Craig Kedrowski, a regional account manager for Minnesota Power, said the system on the office rooftop is exactly the type that will help the Duluth-based utility reach its state-mandated mark of generating 1.5 percent of its electricity from solar power by 2020. Kedrowski said they hope to use the county project as a demonstration for other government agencies, private businesses and homeowners considering a move to solar.
Large, commercial solar energy systems tied into the larger electrical grid -- so-called distributed power generation -- are getting more attention as technological advances make them more feasible, Minnesota Power officials said, and as government mandates for renewable power increase.
"This gives us a good reading of which units will work best up here and what kind of maintenance they'll need,'' Kedrowski said. "And it will be an example of what technology is out there for other people considering going this route."
On a sunny day in the summer, the panels could provide up to one-third of the building's energy needs.
Matt Mlinar, NRRI Research Coordinator, said his crews will look at how snow, low winter sun angles, cloud cover and humidity affect electrical output and how the units stack-up for durability against the region's bitter cold. He said they'll use the results as a "road map" for future solar projects in the region and for residential solar installations.
BUILDING GETS ENERGY MAKEOVER
The solar panels are just a small part of the energy-saving design that's going into the $21 million reconstruction of the 1981-vintage government building, the largest construction project the county has ever done. Other efforts include a recently-installed white rubber roof that reflects sunlight and heat, keeping air conditioning costs down.
Mancuso also demanded triple-pane windows, extra insulation and the highest-efficiency heating-ventilation-air conditioning components available. That includes upgrades such as all-LED lighting and variable flow fans that use far less electricity.
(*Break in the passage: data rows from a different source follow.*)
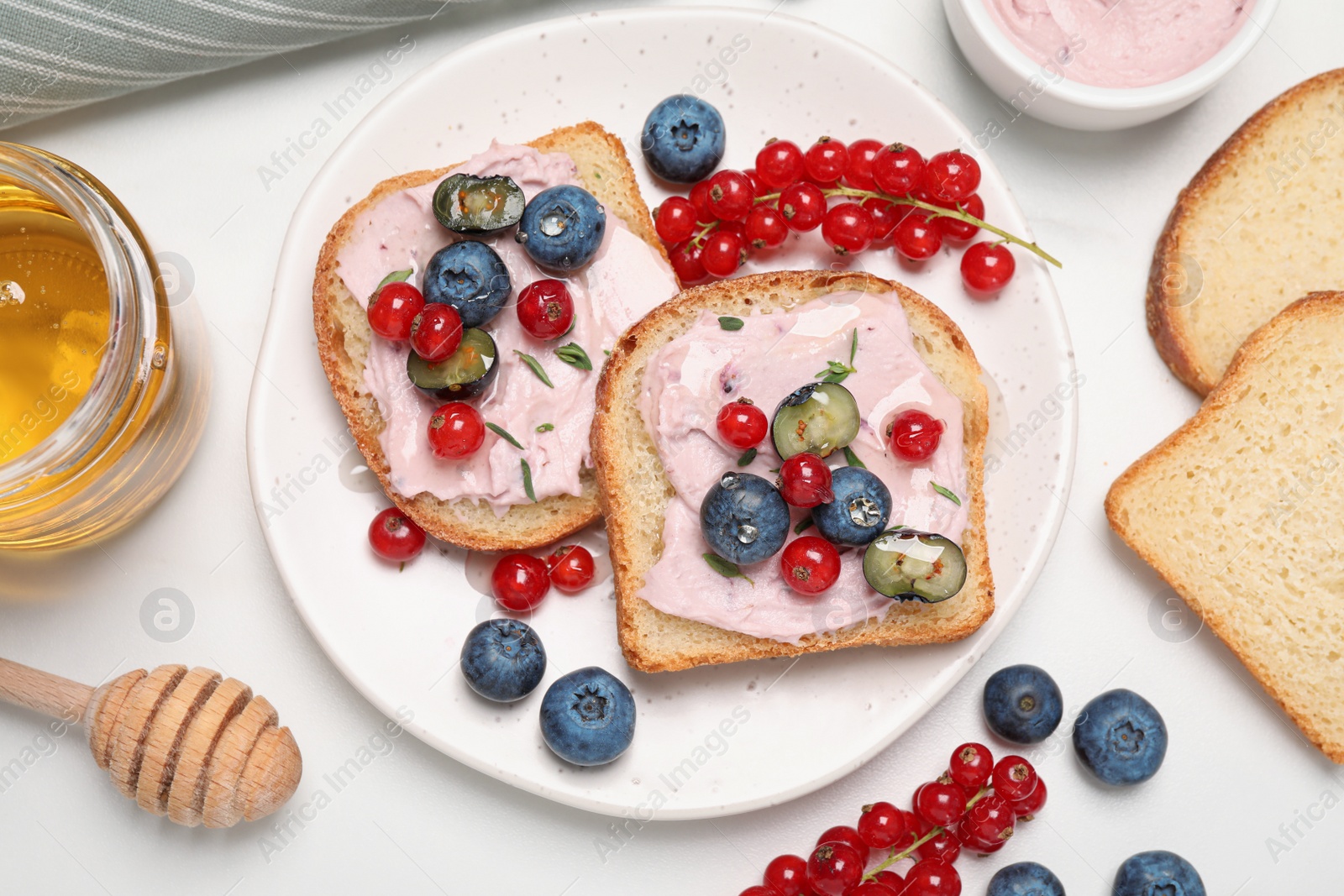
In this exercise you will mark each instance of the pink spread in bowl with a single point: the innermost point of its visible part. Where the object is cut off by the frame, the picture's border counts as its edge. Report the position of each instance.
(617, 288)
(690, 379)
(1121, 43)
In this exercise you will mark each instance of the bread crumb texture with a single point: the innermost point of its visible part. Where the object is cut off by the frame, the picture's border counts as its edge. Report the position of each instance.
(1256, 230)
(635, 490)
(1241, 512)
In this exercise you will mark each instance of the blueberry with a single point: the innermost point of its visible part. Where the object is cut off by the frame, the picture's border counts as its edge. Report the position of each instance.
(860, 508)
(503, 660)
(588, 716)
(1025, 879)
(1158, 873)
(743, 519)
(683, 139)
(1121, 738)
(1023, 705)
(472, 278)
(562, 228)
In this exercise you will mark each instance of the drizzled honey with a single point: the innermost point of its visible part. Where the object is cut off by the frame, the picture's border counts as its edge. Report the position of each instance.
(54, 317)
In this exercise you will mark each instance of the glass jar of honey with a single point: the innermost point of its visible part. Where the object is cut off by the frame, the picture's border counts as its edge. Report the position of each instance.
(104, 382)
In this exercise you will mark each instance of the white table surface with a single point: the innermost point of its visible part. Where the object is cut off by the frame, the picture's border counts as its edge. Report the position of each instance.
(185, 159)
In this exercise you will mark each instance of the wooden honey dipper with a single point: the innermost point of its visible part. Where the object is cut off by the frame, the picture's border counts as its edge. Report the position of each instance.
(181, 743)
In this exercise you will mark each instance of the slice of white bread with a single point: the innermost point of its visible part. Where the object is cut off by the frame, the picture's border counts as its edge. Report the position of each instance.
(343, 338)
(635, 490)
(1238, 511)
(1254, 230)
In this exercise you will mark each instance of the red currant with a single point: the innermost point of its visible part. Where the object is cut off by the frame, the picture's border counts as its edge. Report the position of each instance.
(940, 802)
(885, 217)
(859, 170)
(914, 436)
(874, 888)
(952, 175)
(730, 195)
(675, 219)
(394, 537)
(699, 196)
(917, 238)
(759, 187)
(571, 569)
(826, 160)
(519, 582)
(933, 878)
(942, 846)
(766, 228)
(898, 170)
(961, 230)
(437, 332)
(788, 875)
(1014, 778)
(882, 825)
(723, 253)
(844, 835)
(810, 564)
(393, 309)
(971, 766)
(685, 264)
(736, 228)
(544, 309)
(833, 869)
(806, 481)
(891, 879)
(803, 206)
(780, 164)
(1025, 809)
(985, 269)
(741, 423)
(456, 430)
(990, 821)
(847, 228)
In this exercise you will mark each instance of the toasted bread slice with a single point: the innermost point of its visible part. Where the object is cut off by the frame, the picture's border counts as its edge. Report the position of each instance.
(343, 338)
(1240, 506)
(635, 490)
(1254, 230)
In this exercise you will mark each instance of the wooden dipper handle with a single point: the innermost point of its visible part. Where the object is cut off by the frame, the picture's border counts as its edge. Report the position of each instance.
(185, 745)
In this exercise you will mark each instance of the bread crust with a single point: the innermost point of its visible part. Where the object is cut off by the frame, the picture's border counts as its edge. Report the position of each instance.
(617, 483)
(1168, 322)
(1260, 345)
(468, 523)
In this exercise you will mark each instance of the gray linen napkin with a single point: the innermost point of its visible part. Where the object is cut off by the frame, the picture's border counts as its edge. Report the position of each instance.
(60, 54)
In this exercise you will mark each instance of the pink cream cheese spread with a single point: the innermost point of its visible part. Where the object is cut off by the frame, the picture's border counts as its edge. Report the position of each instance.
(624, 281)
(690, 379)
(1121, 43)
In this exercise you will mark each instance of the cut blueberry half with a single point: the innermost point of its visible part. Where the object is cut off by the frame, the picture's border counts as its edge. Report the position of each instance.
(470, 204)
(463, 374)
(819, 418)
(914, 566)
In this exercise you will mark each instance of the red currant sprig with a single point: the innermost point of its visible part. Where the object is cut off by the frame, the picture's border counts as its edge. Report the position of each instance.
(974, 805)
(891, 192)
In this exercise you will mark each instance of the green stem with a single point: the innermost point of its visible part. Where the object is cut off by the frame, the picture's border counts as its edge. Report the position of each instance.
(911, 851)
(936, 211)
(705, 231)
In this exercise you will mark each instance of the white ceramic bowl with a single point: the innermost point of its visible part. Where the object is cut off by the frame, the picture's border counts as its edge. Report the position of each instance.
(1014, 76)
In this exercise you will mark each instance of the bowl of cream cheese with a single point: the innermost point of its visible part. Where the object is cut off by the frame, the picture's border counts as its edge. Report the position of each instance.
(1102, 65)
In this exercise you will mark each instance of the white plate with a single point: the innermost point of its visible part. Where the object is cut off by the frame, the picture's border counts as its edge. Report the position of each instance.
(714, 741)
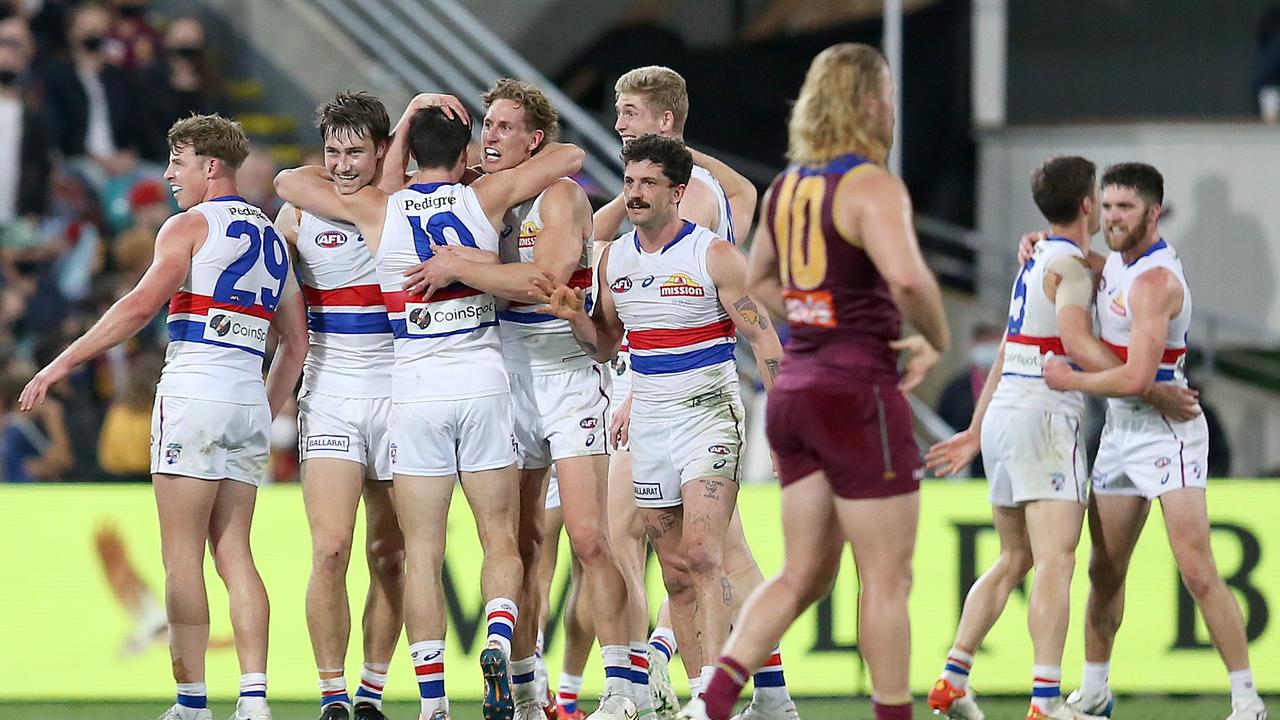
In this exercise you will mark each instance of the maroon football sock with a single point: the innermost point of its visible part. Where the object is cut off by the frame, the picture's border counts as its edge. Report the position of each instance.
(726, 684)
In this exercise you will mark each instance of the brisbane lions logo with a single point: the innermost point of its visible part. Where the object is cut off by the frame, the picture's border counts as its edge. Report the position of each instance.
(222, 324)
(420, 317)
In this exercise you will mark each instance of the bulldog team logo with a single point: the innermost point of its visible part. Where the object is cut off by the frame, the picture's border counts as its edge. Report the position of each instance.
(420, 317)
(681, 286)
(220, 324)
(1118, 305)
(332, 238)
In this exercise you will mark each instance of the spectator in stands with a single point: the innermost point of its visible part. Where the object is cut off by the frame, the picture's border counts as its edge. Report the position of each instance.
(131, 254)
(955, 404)
(256, 181)
(16, 33)
(24, 151)
(133, 44)
(123, 446)
(181, 82)
(90, 103)
(33, 446)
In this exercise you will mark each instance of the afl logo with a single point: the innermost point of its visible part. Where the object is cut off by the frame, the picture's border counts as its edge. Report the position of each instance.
(222, 324)
(420, 317)
(332, 238)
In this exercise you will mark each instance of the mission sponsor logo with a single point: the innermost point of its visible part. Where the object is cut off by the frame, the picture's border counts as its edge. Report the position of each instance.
(681, 286)
(647, 491)
(816, 308)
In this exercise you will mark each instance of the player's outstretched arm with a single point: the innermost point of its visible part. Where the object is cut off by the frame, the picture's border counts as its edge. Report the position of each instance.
(608, 219)
(727, 268)
(763, 279)
(291, 327)
(600, 332)
(499, 191)
(311, 188)
(1155, 297)
(1069, 283)
(177, 241)
(739, 191)
(392, 171)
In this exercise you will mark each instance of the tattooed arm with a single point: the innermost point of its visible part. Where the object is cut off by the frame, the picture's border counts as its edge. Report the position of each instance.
(727, 267)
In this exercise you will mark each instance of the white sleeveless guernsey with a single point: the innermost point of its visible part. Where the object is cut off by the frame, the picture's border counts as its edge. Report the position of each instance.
(680, 337)
(219, 318)
(535, 342)
(723, 227)
(1033, 333)
(447, 346)
(351, 350)
(1115, 322)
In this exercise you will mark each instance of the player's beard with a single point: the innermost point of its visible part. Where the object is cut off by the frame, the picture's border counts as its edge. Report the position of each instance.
(1132, 238)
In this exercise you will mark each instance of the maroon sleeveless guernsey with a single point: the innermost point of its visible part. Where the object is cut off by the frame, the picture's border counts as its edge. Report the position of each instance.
(839, 306)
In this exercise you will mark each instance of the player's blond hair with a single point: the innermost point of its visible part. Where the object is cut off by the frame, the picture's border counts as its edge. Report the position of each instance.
(211, 136)
(538, 109)
(830, 118)
(663, 89)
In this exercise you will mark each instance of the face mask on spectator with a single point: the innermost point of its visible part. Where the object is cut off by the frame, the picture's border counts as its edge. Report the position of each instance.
(187, 51)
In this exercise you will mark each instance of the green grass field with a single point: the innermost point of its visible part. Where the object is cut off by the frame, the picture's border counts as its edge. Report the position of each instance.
(856, 709)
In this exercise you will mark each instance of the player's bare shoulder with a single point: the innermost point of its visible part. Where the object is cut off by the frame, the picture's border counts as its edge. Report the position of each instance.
(184, 229)
(1160, 288)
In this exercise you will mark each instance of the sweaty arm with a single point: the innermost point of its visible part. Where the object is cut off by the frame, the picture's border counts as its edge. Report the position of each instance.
(727, 268)
(739, 191)
(291, 327)
(311, 188)
(1153, 300)
(499, 191)
(763, 278)
(566, 226)
(878, 210)
(177, 242)
(600, 332)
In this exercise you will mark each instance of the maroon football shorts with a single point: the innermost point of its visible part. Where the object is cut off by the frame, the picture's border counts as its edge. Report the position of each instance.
(859, 434)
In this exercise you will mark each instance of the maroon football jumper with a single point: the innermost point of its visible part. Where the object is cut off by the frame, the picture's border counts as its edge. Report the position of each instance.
(836, 406)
Minnesota Power also will install energy monitors for each floor so both county and utility officials can see in real time how much energy each part of the building is using.
The refurbished building "is going to be 61 percent more efficient than the same-size modern office building with standard construction,'' Mancuso said. "I can't imagine how much more efficient it will be than the old systems we had in there.''
The high-tech energy investments are projected to pay for themselves long before the building needs another makeover, Mancuso said, meaning taxpayers will share in the savings.
"People say this is cutting edge. But it really isn't. They've been doing this stuff in Japan and Europe for years now and we're just catching up,'' Mancuso said.
In recent years the county installed solar panels on the Duluth courthouse parking ramp, for example, which have nearly eliminated an electric bill for the facility. The county also painted the interior white and installed high-efficiency lights. Now, on some months, the parking ramp is generating revenue for the county from Minnesota Power because it's generating more electricity than it uses.
In 2008, the county installed six wind turbine generators on top of the building, each capable of generating 1,000 watts of electricity if the wind is blowing at 20 mph. Those units have worked well, Mancuso said. But he noted that solar is a better investment because there is no maintenance or mechanical problems.
"Having something that works without moving parts is a big plus,'' he said. "And solar is usually peaking at the same time the building's energy demand is at peak, in the middle of the day. It's a good match for us."